Programatically retrying AirVantage operations

Hey all,

I’ve been working with Google Cloud Functions and the AirVantage REST API to start syncing info from our backend to our hardware. We’ve been using /api/v1/operations/systems/settings to create an “apply settings” operation. I’ve also been passing a callback URL to watch the “state” change of the newly created operation.

Are we required to programatically retry these operations using a callback, or can AirVantage be configured to retry operations a certain number of times by default?

Cheers!

Hi,

There is no automatic retry mechanism but you can manually retry an operation if it failed: Operations - av - Sierra Wireless

If the operation has not be delivered to the device, it will be delivered to the next device’s communication.

Regards.

Thanks for the reply @rjacolin.

To make sure I understand correctly: if the operation is “pending”, it will be delivered on next communication, but if it fails, its up to me to retry.

My biggest concern with retrying would be causing some type of race condition. Suppose a user selects some settings and the settings get sent to the device over AirVantage. Later, they select some new settings, but the first operation failed and is therefore getting retried. From my perspective, it seems entirely possible for the “retry” of the old settings to overwrite the new (and correct) settings.

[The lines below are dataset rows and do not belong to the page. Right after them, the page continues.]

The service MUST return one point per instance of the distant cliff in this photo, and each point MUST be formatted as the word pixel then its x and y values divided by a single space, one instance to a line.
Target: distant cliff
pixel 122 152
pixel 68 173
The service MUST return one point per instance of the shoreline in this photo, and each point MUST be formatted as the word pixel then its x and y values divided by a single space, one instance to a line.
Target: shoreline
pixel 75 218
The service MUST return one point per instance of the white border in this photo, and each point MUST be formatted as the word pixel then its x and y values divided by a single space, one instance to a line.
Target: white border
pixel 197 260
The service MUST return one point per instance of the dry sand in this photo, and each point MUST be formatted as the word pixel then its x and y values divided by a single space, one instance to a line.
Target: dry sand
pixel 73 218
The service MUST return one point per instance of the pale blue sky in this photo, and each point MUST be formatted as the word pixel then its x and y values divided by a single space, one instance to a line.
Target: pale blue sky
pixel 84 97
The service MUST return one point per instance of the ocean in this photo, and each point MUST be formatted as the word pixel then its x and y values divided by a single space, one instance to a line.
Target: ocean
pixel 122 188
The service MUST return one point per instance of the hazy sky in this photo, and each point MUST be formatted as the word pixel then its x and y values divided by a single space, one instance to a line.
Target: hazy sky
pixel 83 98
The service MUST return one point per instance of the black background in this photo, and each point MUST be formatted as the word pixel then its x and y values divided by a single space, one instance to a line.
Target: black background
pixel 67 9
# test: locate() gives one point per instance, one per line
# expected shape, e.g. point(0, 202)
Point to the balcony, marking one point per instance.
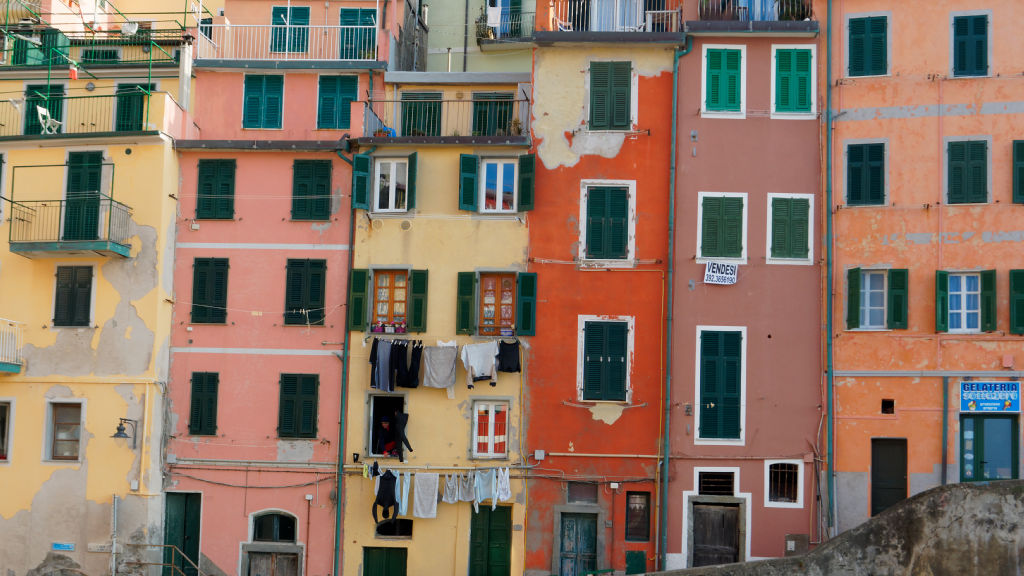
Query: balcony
point(10, 346)
point(419, 118)
point(222, 44)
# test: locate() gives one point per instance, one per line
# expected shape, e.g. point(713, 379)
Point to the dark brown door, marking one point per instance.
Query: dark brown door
point(888, 472)
point(716, 534)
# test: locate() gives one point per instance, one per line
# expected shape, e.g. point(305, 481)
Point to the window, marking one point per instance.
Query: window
point(73, 301)
point(794, 80)
point(209, 291)
point(336, 96)
point(506, 303)
point(878, 298)
point(304, 292)
point(968, 171)
point(784, 484)
point(263, 101)
point(790, 228)
point(723, 225)
point(66, 421)
point(311, 190)
point(399, 300)
point(868, 46)
point(723, 80)
point(290, 32)
point(603, 366)
point(496, 184)
point(720, 408)
point(637, 517)
point(215, 199)
point(971, 45)
point(203, 408)
point(965, 301)
point(610, 87)
point(491, 429)
point(297, 410)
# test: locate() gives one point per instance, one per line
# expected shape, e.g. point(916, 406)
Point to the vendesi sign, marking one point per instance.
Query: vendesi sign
point(720, 273)
point(990, 397)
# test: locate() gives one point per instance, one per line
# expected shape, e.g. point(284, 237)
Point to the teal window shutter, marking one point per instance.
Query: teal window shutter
point(418, 300)
point(357, 299)
point(361, 166)
point(941, 300)
point(527, 163)
point(469, 169)
point(526, 304)
point(898, 298)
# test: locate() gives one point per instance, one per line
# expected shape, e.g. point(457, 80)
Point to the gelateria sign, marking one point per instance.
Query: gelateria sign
point(990, 397)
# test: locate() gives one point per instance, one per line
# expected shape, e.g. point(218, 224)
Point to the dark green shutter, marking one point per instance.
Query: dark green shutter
point(941, 300)
point(357, 294)
point(418, 300)
point(853, 298)
point(469, 169)
point(527, 171)
point(1017, 301)
point(526, 303)
point(898, 292)
point(988, 305)
point(361, 166)
point(465, 303)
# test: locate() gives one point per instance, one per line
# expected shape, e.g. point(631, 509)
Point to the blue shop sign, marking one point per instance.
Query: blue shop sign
point(990, 397)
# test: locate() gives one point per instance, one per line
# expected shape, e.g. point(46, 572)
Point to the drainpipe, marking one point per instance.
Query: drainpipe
point(829, 379)
point(663, 511)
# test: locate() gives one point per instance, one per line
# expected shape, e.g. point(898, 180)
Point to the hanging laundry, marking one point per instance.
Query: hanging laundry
point(479, 363)
point(508, 356)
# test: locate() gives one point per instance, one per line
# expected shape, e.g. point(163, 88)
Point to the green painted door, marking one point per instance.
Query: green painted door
point(491, 542)
point(579, 544)
point(181, 521)
point(82, 202)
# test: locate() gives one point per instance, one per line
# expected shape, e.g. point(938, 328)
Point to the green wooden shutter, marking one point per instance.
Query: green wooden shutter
point(898, 298)
point(465, 303)
point(941, 300)
point(988, 305)
point(853, 298)
point(1017, 301)
point(418, 300)
point(469, 169)
point(526, 303)
point(357, 295)
point(527, 170)
point(361, 165)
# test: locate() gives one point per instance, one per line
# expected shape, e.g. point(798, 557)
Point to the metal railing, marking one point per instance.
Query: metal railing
point(506, 27)
point(755, 10)
point(10, 341)
point(263, 42)
point(123, 112)
point(477, 117)
point(614, 15)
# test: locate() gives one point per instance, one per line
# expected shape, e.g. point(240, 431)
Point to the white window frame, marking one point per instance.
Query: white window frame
point(741, 441)
point(492, 404)
point(482, 194)
point(742, 255)
point(964, 310)
point(582, 321)
point(705, 113)
point(810, 231)
point(394, 162)
point(813, 114)
point(631, 234)
point(769, 503)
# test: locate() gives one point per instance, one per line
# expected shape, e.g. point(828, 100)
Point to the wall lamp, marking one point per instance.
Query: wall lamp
point(121, 429)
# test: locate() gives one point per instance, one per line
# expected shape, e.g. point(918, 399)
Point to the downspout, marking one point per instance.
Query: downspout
point(829, 379)
point(663, 511)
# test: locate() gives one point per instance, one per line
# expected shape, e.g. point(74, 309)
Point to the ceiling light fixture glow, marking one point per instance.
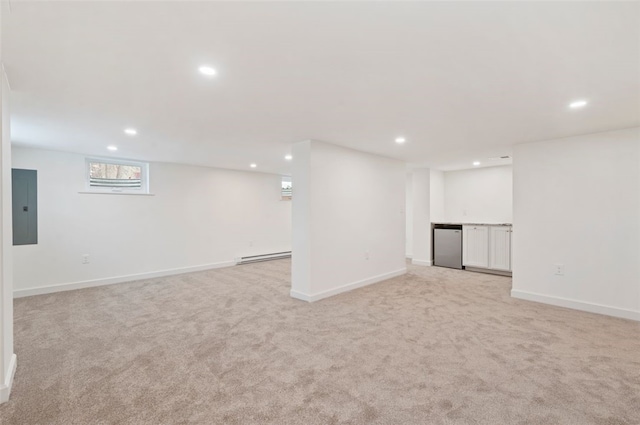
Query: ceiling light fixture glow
point(207, 70)
point(577, 104)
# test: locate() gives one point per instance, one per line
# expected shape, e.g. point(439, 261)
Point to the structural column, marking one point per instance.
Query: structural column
point(7, 357)
point(348, 219)
point(421, 194)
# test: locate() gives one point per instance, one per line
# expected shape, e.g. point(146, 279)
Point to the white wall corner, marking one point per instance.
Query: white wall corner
point(5, 387)
point(346, 288)
point(577, 305)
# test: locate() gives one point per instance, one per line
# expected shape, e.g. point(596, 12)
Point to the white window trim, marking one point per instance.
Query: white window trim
point(144, 177)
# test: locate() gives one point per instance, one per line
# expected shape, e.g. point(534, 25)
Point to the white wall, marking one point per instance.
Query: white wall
point(479, 195)
point(409, 216)
point(7, 357)
point(577, 203)
point(199, 218)
point(436, 195)
point(421, 228)
point(346, 204)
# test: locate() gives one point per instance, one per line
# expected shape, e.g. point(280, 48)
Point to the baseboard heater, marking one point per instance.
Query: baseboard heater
point(263, 257)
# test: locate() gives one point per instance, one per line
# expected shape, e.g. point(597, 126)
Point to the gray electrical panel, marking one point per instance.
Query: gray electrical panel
point(25, 206)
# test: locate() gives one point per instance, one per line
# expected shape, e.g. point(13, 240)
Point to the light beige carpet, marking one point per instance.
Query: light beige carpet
point(229, 346)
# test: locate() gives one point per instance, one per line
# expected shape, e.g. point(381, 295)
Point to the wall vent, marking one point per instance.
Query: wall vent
point(263, 257)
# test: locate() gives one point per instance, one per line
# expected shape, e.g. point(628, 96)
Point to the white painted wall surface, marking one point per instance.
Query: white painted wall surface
point(436, 195)
point(7, 357)
point(479, 195)
point(421, 197)
point(354, 204)
point(199, 218)
point(409, 215)
point(577, 203)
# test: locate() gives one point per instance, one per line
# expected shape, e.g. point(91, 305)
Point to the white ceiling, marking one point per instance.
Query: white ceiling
point(460, 80)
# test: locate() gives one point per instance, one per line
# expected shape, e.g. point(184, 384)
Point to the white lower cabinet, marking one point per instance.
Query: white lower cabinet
point(475, 246)
point(500, 248)
point(487, 247)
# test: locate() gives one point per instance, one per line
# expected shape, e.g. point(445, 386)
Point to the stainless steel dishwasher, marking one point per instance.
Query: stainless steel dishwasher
point(447, 246)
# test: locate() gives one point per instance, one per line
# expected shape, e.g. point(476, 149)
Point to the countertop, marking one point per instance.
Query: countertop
point(471, 224)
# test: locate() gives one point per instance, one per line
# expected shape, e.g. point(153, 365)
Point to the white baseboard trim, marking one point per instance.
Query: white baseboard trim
point(577, 305)
point(19, 293)
point(5, 387)
point(417, 262)
point(348, 287)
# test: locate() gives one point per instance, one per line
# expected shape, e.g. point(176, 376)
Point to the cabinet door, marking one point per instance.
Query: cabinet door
point(475, 246)
point(500, 248)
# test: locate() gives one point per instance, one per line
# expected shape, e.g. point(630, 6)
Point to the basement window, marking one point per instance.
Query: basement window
point(286, 189)
point(116, 176)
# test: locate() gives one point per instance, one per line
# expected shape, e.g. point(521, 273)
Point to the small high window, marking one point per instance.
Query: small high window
point(109, 175)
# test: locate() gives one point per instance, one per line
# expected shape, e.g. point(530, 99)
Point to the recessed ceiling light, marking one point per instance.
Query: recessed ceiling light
point(207, 70)
point(577, 104)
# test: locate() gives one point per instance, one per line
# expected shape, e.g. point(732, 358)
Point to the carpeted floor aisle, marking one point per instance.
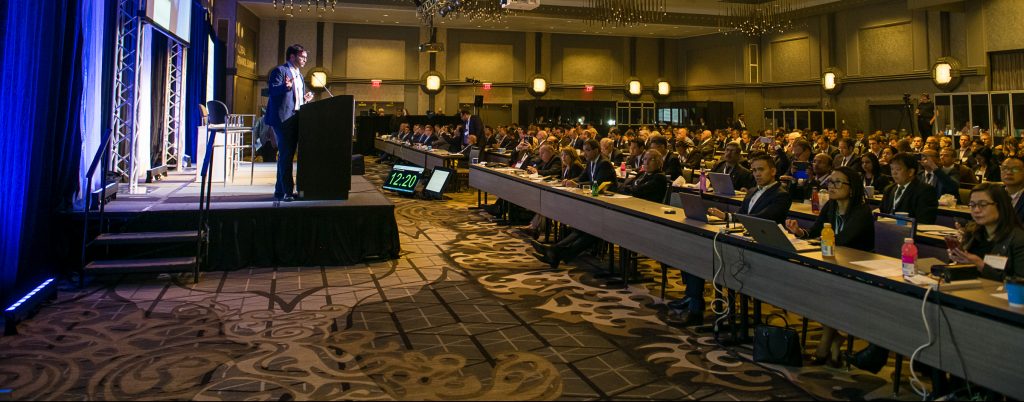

Is this a valid concern or does AirVantage have built in handling or suggested patterns for this case? One idea that comes to mind is querying operations when re-trying to avoid this scenario.

Thanks!

Hi Nick,

I’m not sure to understand how an automatic retry can solve your problem. The best way to resolve this race condition depends on your use case so a manual retry is better in this case. If you want to avoid the retry of an operation overwrite a new one, you have to make a check before retrying the operation that no operation has been applied before (as you said).

Note: for a single device, retry an operation or create a new one is the same. For a campaign (creating an operation applied on a set of devices), the retry will create a new operation with the failed tasks from the previous operation.

Hey @rjacolin,

These operations are generated automatically from our user application, so manually retrying is not possible.

Hi,

By manual retry, I mean your user application must detect the first operation failed and retry it before pushing the new operation. You can define a dependency between the two operations as well so that the second operation will not be executed before the first one is successfully finished.